From ZeptoOS
Jump to navigationJump to search


How to obtain a CN node number

This depends on what number one is interested in.

Pset rank

A pset rank is a number identifying a compute node within each pset (an I/O node and the compute nodes that communicate with it). Note that on partitions larger than one pset, the pset ranks will not be unique. Also, pset ranks do not start from 0; they start from 1 for some mysterious reason (do not blame us – blame IBM :-).

Pset rank is used as the last octet in the IP address on the tree network connecting the compute nodes and the I/O nodes (x in 192.168.1.x).

The pset rank is available on the compute nodes from /proc/personality.sh, in the BG_RANK_IN_PSET variable:


. /proc/personality.sh

echo "My pset rank is $BG_RANK_IN_PSET"

From a C program it will be easier to use the binary personality available from /proc/personality. The definition of the structure can be found in /bgsys/drivers/ppcfloor/arch/include/common/bgp_personality.h. The pset rank is in Network_Config.RankInPSet:

#include <stdio.h>
#include <fcntl.h>
#include <unistd.h>
#include <common/bgp_personality.h>

int main(void)
    _BGP_Personality_t personality;
    int fd;

    if ((fd = open("/proc/personality", O_RDONLY)) == -1)
        return 1;
    if (read(fd, &personality, sizeof(personality)) != sizeof(personality))
        return 1;

    printf("My pset rank is %d\n", personality.Network_Config.RankInPSet);

    return 0;

(compile the above with -I/bgsys/drivers/ppcfloor/arch/include)

Torus rank

A torus rank is a number identifying a compute node within a whole partition. In a way, it is much "nicer" than a pset rank since it is unique within a job and it also starts from 0.

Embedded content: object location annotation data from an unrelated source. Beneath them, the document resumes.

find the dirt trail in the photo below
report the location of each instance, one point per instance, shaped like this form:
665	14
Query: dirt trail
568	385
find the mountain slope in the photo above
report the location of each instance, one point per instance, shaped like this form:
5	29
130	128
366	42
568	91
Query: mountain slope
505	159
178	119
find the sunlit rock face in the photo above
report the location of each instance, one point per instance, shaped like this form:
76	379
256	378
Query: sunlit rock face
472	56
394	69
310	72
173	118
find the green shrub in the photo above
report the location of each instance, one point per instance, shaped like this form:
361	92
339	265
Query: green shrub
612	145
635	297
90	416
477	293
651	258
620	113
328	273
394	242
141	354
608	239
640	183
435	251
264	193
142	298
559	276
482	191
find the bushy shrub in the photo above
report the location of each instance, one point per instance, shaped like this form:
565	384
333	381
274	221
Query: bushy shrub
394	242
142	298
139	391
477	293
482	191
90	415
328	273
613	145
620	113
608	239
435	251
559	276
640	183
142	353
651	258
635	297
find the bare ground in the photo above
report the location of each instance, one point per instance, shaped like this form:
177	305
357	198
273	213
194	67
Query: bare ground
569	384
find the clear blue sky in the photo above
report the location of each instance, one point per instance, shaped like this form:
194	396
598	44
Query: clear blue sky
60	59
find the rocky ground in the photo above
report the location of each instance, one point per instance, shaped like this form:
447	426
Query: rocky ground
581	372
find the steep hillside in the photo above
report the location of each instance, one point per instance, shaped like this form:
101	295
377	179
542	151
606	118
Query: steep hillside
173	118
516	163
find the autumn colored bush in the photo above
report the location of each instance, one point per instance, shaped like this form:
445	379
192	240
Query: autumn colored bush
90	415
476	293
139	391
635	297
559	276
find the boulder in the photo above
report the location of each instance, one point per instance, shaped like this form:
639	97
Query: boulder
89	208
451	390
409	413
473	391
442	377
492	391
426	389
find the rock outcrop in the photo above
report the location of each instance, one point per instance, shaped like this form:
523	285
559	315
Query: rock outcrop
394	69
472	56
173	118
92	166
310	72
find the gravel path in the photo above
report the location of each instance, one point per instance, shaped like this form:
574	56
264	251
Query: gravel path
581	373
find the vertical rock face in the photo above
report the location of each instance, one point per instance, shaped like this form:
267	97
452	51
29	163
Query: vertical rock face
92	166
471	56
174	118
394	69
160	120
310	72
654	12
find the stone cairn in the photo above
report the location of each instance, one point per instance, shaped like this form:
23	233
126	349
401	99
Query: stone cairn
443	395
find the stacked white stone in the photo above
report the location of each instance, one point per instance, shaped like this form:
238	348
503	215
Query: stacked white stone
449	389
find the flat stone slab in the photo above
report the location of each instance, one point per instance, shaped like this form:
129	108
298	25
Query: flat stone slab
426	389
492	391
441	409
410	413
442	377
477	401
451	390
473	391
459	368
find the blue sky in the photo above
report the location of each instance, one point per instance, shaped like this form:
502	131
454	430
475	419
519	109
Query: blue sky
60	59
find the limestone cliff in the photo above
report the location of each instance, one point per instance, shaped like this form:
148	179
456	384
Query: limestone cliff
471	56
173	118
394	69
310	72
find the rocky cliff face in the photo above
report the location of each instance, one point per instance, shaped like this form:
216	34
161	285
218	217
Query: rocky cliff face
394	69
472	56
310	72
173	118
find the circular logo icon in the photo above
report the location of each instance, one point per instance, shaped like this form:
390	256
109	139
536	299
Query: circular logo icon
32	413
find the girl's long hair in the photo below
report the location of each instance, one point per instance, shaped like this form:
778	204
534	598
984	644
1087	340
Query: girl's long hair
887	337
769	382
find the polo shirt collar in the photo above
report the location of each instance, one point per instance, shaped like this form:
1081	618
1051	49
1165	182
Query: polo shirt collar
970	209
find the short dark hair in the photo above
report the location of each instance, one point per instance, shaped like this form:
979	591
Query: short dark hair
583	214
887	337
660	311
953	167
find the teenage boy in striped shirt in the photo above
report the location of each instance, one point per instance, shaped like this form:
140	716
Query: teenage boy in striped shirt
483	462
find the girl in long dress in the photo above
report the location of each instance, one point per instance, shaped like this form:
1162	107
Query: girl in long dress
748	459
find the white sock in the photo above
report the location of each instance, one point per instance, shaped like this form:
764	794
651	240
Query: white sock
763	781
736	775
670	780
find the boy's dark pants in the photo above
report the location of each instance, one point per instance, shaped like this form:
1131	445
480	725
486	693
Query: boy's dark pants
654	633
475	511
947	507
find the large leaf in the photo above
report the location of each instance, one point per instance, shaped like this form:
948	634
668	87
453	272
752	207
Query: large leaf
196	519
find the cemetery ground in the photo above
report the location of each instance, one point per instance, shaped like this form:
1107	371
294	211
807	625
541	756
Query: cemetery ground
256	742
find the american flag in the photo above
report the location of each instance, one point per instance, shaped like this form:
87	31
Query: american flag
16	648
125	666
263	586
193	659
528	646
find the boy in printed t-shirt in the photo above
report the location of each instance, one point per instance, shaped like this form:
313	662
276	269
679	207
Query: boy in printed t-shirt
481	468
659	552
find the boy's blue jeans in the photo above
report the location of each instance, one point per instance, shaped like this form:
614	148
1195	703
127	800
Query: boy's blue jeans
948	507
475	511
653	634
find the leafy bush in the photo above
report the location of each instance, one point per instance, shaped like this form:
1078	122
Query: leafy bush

The torus rank is easy to obtain from a C program: it is the Network_Config.Rank field of the personality structure.

Unfortunately, the torus rank is not available in /proc/personality.sh, but a shell script can easily calculate it from other fields:

TORUS_RANK=`echo $BG_PSETORG | awk "{print \\$1 + \\$2 * $BG_XSIZE + \
            \\$3 * $BG_XSIZE * $BG_YSIZE}"`

MPI rank

An MPI rank should not be confused with the torus rank, even though by default the two are the same. MPI rank is a property of a process, not node. If one submits a job in the VN or DUAL mode, there will be multiple MPI tasks per node, obviously each with a different MPI rank. Also, using the BG_MAPPING environment variable changes the mapping between the torus coordinates and MPI ranks.

While obtaining MPI rank from an MPI application is trivial, how to obtain it from a shell script?

One way would be to invoke a simple C program:

#include <stdio.h>
#include "zoid_api.h"

int main(void)
    if (__zoid_init())
        return 1;
    printf("%d\n", __zoid_my_rank());
    return 0;

(compile with -Ipath_to_ZeptoOS_source/packages/zoid/prebuilt -Lpath_to_ZeptoOS_source/packages/zoid/prebuilt -lzoid_cn)

A slight disadvantage of this approach is that __zoid_init registers the process with the ZOID daemon on the I/O node, which is an overhead we do not need. Another solution, without using any binaries, is as follows:

MPI_RANK=`echo $CONTROL_INIT | awk -F, '{print $4}'`

This has a disadvantage of using internal ZOID variables which are not guaranteed to be supported in future releases.

How to open a socket from a CN to the outside world

ZOID provides IP packet forwarding between the compute nodes and the I/O nodes. However, because the compute nodes use non-routable IP addresses (192.168.1.x), they cannot communicate directly with the outside world.

The most transparent solution to this problem is to perform network address translation (NAT) on the I/O nodes using the Linux kernel netfilter infrastructure. We used to enable this by default, but experiments have shown it to have a detrimental effect on the overall performance of the TCP/IP stack on the I/O nodes, slowing down access to the network filesystems.

To enable the translation, pass ZOID_ENABLE_NAT environment variable when submitting a job. An administrator can also enable this option permanently in the config file.

How to obtain a Cobalt job ID

Cobalt passes the job id to the application processes launched on the compute nodes using the COBALT_JOBID environment variable.

This variable is also accessible from the user script running on the I/O nodes, using the ZOID_JOB_ENV variable:

COBALT_JOBID=`echo $ZOID_JOB_ENV | sed 's/^.*COBALT_JOBID=\([^:]*\).*$/\1/'`

Why large MPI processes do not work

A common reason might be that they do not have enough memory to run. MPI processes run within the big memory region, which by default is limited to just 256 MB so as not to deplete the ordinary Linux paged memory pool too much (main memory is allocated to the big memory region at boot time and it cannot be reclaimed by the kernel, even if it were unused).

See the Kernel section to learn how to increase the limit; the parameter to use is flatmemsizeMB. We suggest creating multiple profiles with different big memory sizes to accommodate different uses of ZeptoOS.

Why SSH keeps asking for a password

As we envisioned it, partition owners should be able to log on the I/O nodes belonging to their jobs without being asked for a password. The following considerations apply:

  1. The account information on the partition owner must be added to the /etc/passwd file on the I/O nodes when launching a job; this is discussed here.
  2. For password-less logins, shosts.equiv must be configured before (re)building the I/O node ramdisk, as discussed here. Alternatively, users could set up SSH key pairs in their home directories (password-less, or using ssh-agent to cache the password).
  3. SSH might temporarily prevent a partition owner from logging in if an attempt is made before the job starts running, as discussed here. Root can always log in, by providing the password set when building the I/O node ramdisk for the first time.
  4. Finally, keep in mind that a particular site might have disabled this feature on purpose.